This rulemaking will consider how we can align ratemaking policies, practices, and incentives to better reflect safety concerns and ensure ongoing commitments to public safety. For instance, how do we maintain public and utility management attention to the "nuts and bolts" details of prudent utility operations? How do we foster a culture of commitment to safe utility operations with changing and increasingly competitive energy markets?
The unique circumstances of PG&E's pipeline records and pipeline strength testing program for its pre-1970 pipeline may require extraordinary safety investments. Our ratemaking authority empowers this Commission to impose such ratemaking consequences as the public interest may require. See e.g., Cal. Const. Art. 12; Pub. Utils. Code §§ 701, 451 ("every public utility shall...maintain such...equipment and facilities...as are necessary to promote the safety, health, comfort, and convenience of its patrons, employees, and the public.") The extraordinary safety investments required for PG&E's gas pipeline system and the unique circumstances of the costs of replacing the San Bruno line are situations where this Commission may use its ratemaking authority to, for example, reduce PG&E's rate of return on specific plant investments or impose a cost sharing requirement on shareholders. We will consider these, and other ratemaking mechanisms, in this proceeding.6
Given the economic challenges confronting California's families and businesses, we must be certain that each investment in safety that we order provides value to customers. We also need to be certain that authorized expenditures on needed maintenance and capital projects are implemented. This proceeding will consider whether to adopt a special ratemaking "feedback loop" for safety-justified expenditures to ensure that such expenditures are made or only higher priority safety projects are substituted, and any other ratemaking mechanisms that may be useful in promoting prudent utility operations.

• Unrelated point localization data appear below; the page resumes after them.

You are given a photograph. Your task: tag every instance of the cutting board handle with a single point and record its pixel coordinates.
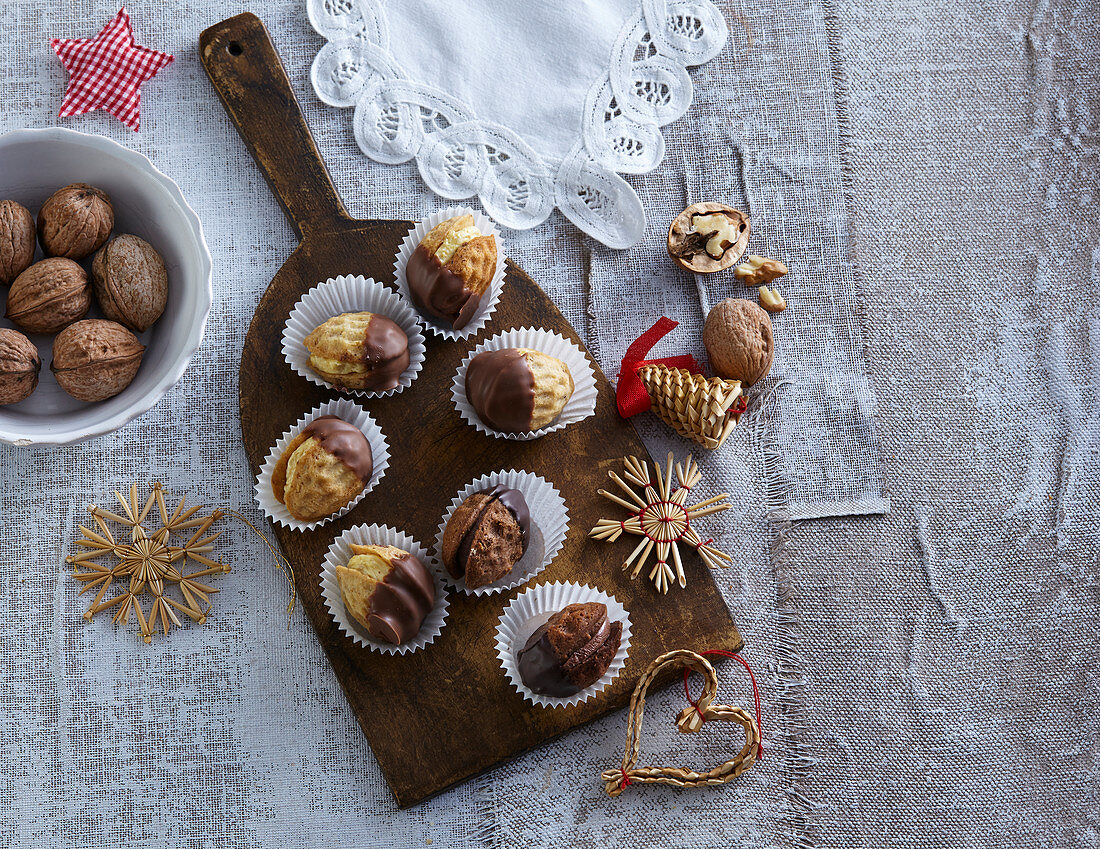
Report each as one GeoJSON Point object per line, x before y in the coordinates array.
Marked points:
{"type": "Point", "coordinates": [244, 68]}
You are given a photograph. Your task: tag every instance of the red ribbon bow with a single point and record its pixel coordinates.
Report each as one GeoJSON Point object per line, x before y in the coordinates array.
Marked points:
{"type": "Point", "coordinates": [630, 394]}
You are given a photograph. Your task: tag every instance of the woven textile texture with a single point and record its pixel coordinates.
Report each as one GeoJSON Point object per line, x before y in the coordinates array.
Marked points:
{"type": "Point", "coordinates": [927, 676]}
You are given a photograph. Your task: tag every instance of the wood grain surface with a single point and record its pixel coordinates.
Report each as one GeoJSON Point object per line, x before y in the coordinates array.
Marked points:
{"type": "Point", "coordinates": [447, 713]}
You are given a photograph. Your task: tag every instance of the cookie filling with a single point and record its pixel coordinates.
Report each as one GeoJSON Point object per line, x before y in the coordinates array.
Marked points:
{"type": "Point", "coordinates": [541, 670]}
{"type": "Point", "coordinates": [517, 506]}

In general, it is likely that in California, as in the rest of the nation, we are facing a situation of aging infrastructure and the need for investment in upgrading and replacement of portions of that infrastructure. In the case of PG&E, when the utility reports to us on March 15, we will have a better idea of the state of the records and inspections performed on the oldest parts of their pipeline system (in general, pipelines that were installed prior to 1970). Once we receive that information, we will need to begin a process to prioritize the need for additional testing on segments for which records are not adequate or where previous testing was not sufficient or conclusive about the appropriate pressures to be maintained on those pipelines. Depending on the types of tests required, expenses associated will likely be non-trivial.
In addition, once additional tests are performed, some segments of pipeline may become more urgent for upgrading or replacement. These expenses are also likely to be non-trivial. Not only for PG&E, but also for the rest of California's gas pipeline infrastructure, the Commission will be looking at the need for a more comprehensive infrastructure upgrade and replacement policy and program that is likely to take place over at least the next decade. In considering this, the Commission will need to balance the potential cost against the likelihood of danger to public safety.
PG&E has already proposed, and it has been covered in press reports and generally summarized in an advice letter filing for a memorandum account, a program called the "Pipeline 2020 Program." This rulemaking will be the venue for evaluating that proposal and potentially others like it from the other natural gas utilities in the state.
6 We will take official notice of the record in other proceedings, including the investigation of PG&E's gas system record-keeping, in our ratemaking determination.